The magazine Horizonte (1926-1927) was one of the publications of the Etridentista movement once it established its presence in Xalapa (Veracruz). The “X” in Xalapa was added by the etridentistas; they designated the provincial enclave as the center of their cultural revolution. Although they published other magazines such as Irradiador [Irradiator] and Ser [Being], it was Horizonte that contained social and political topics, and at the same time fewer poems, appeals and irreverent texts that had characterized the group at its beginnings.
The ten issues of Horizonte, edited by Germán List Arzubide, are proof of the proletarian-ization of the etridentistas’] aesthetic and social stances.

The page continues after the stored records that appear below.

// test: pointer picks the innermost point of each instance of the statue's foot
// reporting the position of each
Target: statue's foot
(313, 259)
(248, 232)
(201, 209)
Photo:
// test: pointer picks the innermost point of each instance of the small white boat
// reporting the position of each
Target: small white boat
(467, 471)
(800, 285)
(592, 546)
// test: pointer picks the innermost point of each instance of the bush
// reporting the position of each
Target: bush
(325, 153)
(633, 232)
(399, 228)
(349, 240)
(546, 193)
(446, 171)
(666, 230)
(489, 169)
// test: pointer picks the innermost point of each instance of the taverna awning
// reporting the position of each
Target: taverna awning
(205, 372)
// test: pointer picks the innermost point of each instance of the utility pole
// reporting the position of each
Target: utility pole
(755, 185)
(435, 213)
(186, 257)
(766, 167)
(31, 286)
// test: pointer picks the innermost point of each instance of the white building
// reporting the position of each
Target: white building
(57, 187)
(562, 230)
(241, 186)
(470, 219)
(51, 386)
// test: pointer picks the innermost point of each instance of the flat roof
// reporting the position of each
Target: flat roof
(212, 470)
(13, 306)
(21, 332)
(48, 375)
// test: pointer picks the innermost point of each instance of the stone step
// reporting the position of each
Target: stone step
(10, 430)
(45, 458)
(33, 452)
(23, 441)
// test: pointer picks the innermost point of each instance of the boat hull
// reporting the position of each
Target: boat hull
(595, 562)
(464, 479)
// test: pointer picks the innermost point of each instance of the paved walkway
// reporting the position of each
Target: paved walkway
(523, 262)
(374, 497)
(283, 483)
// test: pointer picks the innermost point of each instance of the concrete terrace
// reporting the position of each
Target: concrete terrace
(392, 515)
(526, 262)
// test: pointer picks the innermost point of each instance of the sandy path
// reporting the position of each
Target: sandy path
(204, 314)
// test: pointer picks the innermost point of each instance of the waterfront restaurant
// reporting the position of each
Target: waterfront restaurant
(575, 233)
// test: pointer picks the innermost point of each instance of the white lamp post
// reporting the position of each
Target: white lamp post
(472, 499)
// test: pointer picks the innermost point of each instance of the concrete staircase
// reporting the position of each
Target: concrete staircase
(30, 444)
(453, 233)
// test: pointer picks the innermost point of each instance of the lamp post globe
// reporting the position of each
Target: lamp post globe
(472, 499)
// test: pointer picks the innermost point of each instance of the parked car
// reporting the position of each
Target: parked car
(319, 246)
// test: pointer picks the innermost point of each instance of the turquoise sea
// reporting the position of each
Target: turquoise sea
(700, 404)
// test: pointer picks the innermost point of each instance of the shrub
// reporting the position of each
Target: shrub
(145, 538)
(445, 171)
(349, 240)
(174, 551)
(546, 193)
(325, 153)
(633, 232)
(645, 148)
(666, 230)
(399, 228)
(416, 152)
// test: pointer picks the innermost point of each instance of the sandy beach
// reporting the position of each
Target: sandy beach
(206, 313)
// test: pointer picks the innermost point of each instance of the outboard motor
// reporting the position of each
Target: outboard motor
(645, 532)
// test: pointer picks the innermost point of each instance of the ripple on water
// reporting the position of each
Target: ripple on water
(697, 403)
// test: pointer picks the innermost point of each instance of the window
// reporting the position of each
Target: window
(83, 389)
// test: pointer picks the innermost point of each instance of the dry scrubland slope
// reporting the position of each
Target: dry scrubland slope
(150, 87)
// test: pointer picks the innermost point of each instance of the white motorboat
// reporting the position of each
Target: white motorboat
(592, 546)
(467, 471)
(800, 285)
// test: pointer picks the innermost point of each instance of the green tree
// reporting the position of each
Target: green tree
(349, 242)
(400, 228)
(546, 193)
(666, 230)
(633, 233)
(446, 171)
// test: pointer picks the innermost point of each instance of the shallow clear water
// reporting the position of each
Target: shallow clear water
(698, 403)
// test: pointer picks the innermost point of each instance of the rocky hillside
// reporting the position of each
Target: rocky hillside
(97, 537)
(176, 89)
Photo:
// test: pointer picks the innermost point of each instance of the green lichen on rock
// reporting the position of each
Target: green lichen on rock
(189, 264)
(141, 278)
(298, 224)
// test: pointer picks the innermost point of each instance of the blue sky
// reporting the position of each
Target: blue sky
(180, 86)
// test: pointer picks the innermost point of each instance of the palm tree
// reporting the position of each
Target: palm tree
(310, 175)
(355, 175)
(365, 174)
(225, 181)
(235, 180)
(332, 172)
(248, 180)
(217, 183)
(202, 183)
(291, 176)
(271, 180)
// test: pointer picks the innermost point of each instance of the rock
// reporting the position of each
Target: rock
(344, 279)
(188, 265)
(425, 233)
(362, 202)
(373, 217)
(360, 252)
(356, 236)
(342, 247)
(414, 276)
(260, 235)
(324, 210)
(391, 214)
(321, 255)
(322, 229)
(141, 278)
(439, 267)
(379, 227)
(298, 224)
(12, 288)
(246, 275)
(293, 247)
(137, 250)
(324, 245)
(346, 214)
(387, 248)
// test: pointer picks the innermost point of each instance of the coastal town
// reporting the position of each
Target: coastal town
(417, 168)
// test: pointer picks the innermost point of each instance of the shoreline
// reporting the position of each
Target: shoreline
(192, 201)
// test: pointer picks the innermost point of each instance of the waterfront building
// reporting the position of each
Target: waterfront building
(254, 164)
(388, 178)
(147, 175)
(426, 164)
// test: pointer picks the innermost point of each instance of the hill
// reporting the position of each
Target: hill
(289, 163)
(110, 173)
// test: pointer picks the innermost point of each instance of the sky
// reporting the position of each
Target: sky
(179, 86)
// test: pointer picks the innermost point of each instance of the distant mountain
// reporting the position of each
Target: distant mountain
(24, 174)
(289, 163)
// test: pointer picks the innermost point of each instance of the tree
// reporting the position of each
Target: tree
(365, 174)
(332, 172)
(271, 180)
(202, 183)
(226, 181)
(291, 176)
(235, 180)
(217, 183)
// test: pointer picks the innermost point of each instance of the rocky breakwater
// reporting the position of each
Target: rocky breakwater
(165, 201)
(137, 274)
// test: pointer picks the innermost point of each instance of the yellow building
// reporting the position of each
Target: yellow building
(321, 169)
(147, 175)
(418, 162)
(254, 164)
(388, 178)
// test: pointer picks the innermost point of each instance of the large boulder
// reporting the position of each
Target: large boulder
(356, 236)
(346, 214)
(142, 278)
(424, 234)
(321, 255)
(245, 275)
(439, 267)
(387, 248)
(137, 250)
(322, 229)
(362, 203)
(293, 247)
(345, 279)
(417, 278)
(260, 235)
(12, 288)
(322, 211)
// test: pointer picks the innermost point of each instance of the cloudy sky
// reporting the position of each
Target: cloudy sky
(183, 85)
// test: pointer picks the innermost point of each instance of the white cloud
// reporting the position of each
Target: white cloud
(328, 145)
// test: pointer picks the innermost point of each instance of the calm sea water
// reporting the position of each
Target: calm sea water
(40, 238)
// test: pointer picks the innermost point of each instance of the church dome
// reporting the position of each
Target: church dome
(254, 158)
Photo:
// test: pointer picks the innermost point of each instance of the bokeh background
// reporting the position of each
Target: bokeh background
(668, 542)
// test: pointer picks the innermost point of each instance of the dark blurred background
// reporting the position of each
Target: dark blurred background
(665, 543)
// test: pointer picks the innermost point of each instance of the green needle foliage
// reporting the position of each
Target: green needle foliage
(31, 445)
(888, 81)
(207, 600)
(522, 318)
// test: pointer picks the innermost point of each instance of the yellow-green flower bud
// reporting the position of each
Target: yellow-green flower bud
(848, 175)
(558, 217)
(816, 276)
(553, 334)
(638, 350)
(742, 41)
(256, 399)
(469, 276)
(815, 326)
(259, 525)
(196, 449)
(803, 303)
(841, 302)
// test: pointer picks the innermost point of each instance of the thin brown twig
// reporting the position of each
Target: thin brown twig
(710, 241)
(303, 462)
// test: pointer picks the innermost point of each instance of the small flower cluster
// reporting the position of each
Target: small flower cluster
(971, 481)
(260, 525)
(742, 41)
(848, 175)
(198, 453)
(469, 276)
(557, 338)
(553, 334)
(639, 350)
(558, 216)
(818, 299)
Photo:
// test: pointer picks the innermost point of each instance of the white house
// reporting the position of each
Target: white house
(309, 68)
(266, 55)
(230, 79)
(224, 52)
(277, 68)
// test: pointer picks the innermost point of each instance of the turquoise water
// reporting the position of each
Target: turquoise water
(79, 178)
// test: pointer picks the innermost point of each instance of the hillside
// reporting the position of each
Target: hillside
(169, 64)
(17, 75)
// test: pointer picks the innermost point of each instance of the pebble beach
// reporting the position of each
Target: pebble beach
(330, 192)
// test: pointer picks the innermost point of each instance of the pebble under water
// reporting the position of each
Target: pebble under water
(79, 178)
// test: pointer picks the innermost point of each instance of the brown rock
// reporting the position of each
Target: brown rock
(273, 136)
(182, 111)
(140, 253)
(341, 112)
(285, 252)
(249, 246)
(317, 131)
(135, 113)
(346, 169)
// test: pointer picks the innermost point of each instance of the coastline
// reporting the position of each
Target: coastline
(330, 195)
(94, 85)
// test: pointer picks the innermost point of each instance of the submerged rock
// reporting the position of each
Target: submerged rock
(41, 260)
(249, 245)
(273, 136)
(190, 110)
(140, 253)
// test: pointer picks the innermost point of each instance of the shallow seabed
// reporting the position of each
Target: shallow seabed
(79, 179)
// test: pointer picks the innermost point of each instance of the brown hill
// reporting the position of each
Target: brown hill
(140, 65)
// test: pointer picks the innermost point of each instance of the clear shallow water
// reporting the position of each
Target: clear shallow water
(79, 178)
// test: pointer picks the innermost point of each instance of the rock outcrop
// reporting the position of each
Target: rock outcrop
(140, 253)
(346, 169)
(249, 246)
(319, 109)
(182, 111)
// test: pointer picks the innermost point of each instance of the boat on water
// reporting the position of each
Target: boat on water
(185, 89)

Horizonte is important not only because it published articles on modernity, but also because it contained writings on the group’s social causes, including the education revolution.
Estridentismo, an early Mexican avant-garde movement, arose at the end of 1921, at the same time as the Muralist movement. Its creator, and for some time its only member, was Manuel Maples Arce, a poet from Veracruz who openly denounced modernist poets and the pictorial academy. As evidenced by the group’s publications, the movement was related to Dadaism, Futurism, Ultraism and Creationism—in their European and Latin American strains. Indeed, Etridentismo was a movement focused on agitation strategies through its deep connection to a mechanical aesthetics. They promoted a new urban sensibility, wherein experiences amassed together simultaneously, at the same pace as modern life. The very name of the movement refers to the hustle and bustle of the city, but also to its will to be acknowledged both for its embedded transgressions and excesses.